Canada's economy expanded by 0.2 per cent in February, in line with what economists were expecting.

Sochi Olympics takes bite out of Canadian economy on 2-week NHL shutdown even as most sectors expand

Canada's manufacturing sector expanded in February, official GDP data shows. (CBC News)

Canada's economy expanded by 0.2 per cent in February, in line with what economists were expecting.

Statistics Canada said Wednesday that goods-producing businesses boosted output by 0.5 per cent, while the service sector expanded by 0.1 per cent.

The manufacturing, and oil and gas sectors both saw growth.

The arts and entertainment sector shrank by five per cent because of the Sochi Olympics, the data agency said, as the NHL shut down for two weeks in February, so all economic activity surrounding the Games dried up temporarily.
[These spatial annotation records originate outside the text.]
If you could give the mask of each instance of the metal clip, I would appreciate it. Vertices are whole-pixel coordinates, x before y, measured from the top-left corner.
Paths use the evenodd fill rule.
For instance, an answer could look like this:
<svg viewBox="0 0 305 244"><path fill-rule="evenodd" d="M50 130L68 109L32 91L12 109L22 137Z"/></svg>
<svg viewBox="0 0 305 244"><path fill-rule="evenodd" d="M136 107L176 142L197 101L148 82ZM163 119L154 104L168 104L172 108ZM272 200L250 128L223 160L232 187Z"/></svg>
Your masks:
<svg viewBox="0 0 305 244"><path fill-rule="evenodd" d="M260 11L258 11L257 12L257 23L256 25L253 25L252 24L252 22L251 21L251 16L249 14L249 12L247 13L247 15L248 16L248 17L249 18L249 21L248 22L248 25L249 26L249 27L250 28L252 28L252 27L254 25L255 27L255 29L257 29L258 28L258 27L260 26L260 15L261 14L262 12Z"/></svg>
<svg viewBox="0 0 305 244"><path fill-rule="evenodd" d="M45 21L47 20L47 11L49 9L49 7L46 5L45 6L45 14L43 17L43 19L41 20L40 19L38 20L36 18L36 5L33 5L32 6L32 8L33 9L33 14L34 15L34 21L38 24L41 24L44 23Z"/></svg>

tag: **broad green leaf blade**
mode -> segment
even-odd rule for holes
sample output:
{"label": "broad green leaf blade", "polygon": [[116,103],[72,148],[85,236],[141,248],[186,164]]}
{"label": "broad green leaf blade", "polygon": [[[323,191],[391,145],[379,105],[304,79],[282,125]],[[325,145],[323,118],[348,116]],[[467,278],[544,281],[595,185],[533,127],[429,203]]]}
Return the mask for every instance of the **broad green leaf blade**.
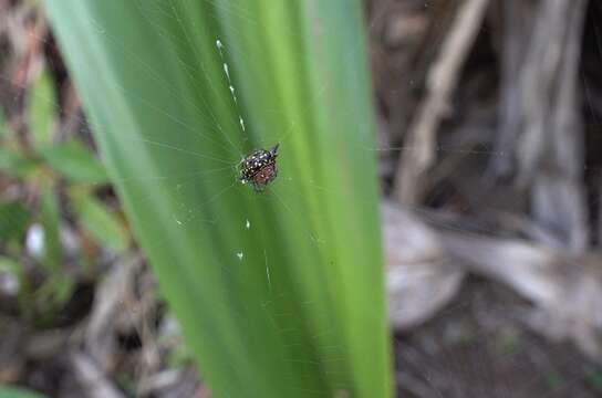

The agriculture and forestry sectors also declined.

Modest growth

The 0.2 per cent monthly figure translates to an annual expansion of 2.5 per cent. That's a slight downshift from the pace of growth before the excessively cold winter, but the second straight monthly gain suggests the impact of that cold weather might be over — for the economy, anyway.

"It is also slightly stronger than the 1.5 per cent expectation in the Bank of Canada's latest Monetary Policy Report," TD Bank economist Leslie Preston said in a note following the release of the data.

"Moreover, oil and gas prices are up strongly on a year-on-year basis, auguring well for activity in this key sector of the economy," Preston added.

Barring a major disappointment in March — something Scotiabank economist Derek Holt warns is possible because of the impact of the Vancouver port strike — the decent showing in February should lead to modest growth for the first quarter as a whole, getting Canada's economy off to a good start for the year.